Background

Malaria, one of the major endemic tropical diseases, is a febrile erythrocytopathy caused by a parasite of the genus Plasmodium and transmitted to humans by infected female Anopheles mosquitoes. In 2021, the World Health Organization (WHO) estimated the worldwide number of malaria cases to be 247 million with 619000 deaths attributable to malaria, 95% of which occurred in the African region [1].

In Togo, malaria remains a public health problem, with children and pregnant women being the most affected. Indeed, its prevalence over the period from 2017 to 2019 in children aged 6 to 59 months was 28%, and the percentage of individuals infected with malaria who died decreased from 3.2% in 2019 to 2.1% in 2021 [2].

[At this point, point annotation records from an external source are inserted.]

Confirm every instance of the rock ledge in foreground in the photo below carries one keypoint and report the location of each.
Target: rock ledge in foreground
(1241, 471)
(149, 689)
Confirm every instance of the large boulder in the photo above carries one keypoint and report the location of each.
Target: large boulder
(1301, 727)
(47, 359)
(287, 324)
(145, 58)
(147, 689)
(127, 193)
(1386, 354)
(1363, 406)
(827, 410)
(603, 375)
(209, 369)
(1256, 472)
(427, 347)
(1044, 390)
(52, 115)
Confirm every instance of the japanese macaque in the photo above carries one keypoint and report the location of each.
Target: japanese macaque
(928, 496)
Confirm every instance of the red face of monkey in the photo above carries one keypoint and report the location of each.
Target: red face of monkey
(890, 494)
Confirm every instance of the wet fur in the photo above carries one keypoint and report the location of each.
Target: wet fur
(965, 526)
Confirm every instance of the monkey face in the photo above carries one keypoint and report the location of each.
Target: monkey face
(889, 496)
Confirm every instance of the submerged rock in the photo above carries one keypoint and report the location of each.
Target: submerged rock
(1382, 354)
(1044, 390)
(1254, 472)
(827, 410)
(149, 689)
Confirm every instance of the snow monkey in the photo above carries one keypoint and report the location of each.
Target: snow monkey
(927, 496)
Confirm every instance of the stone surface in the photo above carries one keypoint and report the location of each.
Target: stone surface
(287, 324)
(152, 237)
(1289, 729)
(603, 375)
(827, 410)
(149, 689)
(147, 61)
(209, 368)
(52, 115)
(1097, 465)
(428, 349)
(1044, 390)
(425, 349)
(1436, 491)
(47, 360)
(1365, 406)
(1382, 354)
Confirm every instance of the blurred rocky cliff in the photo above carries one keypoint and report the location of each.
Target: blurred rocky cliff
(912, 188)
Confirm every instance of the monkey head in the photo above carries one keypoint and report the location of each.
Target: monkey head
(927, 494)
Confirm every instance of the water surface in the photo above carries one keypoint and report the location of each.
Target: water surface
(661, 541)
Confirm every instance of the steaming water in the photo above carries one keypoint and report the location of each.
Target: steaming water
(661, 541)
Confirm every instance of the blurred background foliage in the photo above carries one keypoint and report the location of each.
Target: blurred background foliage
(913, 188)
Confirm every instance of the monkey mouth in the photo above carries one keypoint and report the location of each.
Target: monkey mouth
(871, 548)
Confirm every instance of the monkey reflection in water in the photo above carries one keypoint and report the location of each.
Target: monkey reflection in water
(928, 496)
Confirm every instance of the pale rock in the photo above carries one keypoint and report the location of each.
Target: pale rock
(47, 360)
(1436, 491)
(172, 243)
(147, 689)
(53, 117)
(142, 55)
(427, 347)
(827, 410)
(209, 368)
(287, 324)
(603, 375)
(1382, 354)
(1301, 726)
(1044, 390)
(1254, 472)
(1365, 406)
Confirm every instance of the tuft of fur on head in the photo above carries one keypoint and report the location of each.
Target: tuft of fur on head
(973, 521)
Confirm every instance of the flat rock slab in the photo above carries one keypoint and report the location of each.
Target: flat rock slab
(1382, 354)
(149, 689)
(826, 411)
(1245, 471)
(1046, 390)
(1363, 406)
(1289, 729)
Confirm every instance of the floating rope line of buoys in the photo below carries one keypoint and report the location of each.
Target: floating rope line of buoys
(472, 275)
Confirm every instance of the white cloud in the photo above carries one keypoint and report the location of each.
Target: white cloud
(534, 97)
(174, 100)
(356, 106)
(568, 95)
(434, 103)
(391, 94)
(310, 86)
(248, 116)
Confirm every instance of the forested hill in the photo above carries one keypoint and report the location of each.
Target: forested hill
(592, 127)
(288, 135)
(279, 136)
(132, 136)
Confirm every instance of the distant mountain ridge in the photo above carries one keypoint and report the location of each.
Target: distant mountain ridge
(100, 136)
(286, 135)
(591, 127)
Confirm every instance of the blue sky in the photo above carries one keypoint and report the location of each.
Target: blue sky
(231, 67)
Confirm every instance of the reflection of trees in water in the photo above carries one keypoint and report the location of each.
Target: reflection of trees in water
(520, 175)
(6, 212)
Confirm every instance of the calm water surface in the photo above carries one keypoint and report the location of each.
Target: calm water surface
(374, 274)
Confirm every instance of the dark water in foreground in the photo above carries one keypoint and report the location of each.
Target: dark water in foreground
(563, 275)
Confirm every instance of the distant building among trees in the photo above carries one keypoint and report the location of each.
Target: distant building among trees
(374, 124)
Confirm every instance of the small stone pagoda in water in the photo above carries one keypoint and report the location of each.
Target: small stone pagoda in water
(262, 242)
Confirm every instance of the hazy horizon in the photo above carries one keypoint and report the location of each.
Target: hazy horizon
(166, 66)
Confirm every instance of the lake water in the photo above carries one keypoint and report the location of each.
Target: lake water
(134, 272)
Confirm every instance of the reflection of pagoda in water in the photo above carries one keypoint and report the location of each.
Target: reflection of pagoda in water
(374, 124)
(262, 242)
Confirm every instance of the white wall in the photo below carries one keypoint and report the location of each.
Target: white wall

Among the control strategies adopted to reduce morbidity and mortality linked to this parasitic disease, the malaria treatment policy has emphasized the early (within 24 h) and effective management of confirmed cases. In accordance with WHO recommendations, uncomplicated case management should be based on confirmatory biological diagnosis and prompt treatment using artemisinin-based combination therapy (ACT) [3].

The gold standard method for biological confirmation of malaria remains the thick/thin blood smear (TTBS), which demonstrates the different stages of the plasmodial species. However, the reliability of its results is highly dependent on the technical platform, the skills of the microscopist, and the reading time and requires the implementation of a quality management system [4].

For more than a decade of the development of rapid diagnostic tests (RDTs) with the support of partners, malaria diagnosis has improved considerably, as biological confirmation can be done using these RDTs. The main advantages are the ease of use and the fact that they do not require electricity or equipment. In addition, results can be obtained in 15–30 min [3]. Based on the immunochromatography technique, they detect Plasmodium-specific antigens by immunocapture using antibodies, which can be specific to a single species or "pan-specific," capable of recognizing multiple plasmodial species. Histidine-rich protein 2 (HRP2), plasmodium lactate dehydrogenase (pLDH), and less frequently aldolase are the proteins mainly used for commercially available RDTs. To ensure the quality of these RDTs for use in countries, in 2006, the WHO and the Foundation for New and Innovative Diagnostic Tools (FIND) initiated a process of systematic evaluation and comparison of the effectiveness of commercially available malaria RDTs [5].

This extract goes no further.